Cody Wilson of Defense Distributed delivered a real “shot heard around the world” last week when he demonstrated an operational 3D printed gun.

As profound as this event is, the future is about to become even stranger–and more frightening.

This is because researchers at Duke University have just created a simple invisibility cloak using a 3D printer.

In case you need help connecting the dots, this development suggests that the idea of an invisible gun may soon move from the realm of science fiction to science fact.

The world and its new emerging technologies are converging at warp speed and they are spinning off in some crazy directions.

3D printing is becoming more affordable and soon increasingly complex objects will be able to be printed with the help of advanced algorithms and nanomaterials. (This is now the invisible gun will be created.)

The madness won’t stop there because the CAD file for the printable invisible gun will be uploaded to BitTorrent (or some other cloud-based file-sharing service) where it will exist forever to be downloaded by both well-intentioned and ill-intentioned individuals.
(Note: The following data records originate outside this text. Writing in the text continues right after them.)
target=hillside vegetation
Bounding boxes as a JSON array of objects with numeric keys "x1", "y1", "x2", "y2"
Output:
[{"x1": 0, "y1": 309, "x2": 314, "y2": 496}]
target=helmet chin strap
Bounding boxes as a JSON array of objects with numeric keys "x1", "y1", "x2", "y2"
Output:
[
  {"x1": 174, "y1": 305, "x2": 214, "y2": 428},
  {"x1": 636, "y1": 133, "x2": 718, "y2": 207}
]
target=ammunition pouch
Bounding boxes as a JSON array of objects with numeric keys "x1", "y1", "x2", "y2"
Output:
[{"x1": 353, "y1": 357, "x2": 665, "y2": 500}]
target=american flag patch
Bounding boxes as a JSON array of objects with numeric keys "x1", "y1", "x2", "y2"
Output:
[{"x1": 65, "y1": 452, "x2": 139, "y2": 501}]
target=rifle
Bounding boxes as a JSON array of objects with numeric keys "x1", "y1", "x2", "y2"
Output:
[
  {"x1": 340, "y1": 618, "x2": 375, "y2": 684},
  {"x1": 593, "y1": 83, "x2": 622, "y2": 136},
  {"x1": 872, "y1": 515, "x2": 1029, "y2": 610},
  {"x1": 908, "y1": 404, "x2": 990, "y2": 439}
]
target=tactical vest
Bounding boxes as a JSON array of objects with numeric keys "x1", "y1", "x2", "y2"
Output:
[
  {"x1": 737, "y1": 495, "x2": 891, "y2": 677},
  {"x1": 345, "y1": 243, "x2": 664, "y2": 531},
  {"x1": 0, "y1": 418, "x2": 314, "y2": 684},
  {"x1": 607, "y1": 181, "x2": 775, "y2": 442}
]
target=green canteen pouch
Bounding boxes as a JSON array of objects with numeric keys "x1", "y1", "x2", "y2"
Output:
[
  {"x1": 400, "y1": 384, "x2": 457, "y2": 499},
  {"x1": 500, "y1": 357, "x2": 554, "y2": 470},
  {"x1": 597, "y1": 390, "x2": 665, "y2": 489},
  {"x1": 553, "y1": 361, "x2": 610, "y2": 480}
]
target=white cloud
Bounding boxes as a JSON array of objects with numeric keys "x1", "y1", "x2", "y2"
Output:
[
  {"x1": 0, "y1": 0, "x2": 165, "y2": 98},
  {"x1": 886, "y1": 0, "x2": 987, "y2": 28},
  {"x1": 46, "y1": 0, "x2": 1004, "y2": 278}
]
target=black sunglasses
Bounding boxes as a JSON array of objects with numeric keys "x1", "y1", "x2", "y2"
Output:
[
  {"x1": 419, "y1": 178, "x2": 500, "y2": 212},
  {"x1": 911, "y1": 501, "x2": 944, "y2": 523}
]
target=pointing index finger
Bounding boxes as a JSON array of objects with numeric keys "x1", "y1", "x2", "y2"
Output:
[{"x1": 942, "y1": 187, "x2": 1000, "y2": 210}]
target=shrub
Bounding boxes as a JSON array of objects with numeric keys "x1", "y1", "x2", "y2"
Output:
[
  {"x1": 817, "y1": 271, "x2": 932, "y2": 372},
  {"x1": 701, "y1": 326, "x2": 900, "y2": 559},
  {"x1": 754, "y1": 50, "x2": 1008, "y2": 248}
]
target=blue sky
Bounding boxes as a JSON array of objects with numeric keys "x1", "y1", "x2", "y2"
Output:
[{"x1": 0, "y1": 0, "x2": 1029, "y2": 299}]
And lest you take some small comfort in law enforcements’ ability to “follow the money” and track individuals who are selling or profiting from 3D-printed guns, this is highly unlikely because the creators are likely to be financially compensated via digital crypto-currencies such as BitCoin which are untracable.

Technology, in and of itself, is neither good or bad. It is how the technology is used that ultimately matters. Nevertheless, society is now at the point where lone individuals can wield extraordinary power for good–or evil.

There is no satisfying answer to the age-old dilemma of the doubled-edged nature of technology and, perhaps, the best we can hope for is that the responsible “invisible gun owners of the future” act as a check on those less responsible.

Still, before society gets to this point, it needs to be asking more–and tougher–questions and we may want to start with this one: Just because we can do something does that necessarily imply we should do it?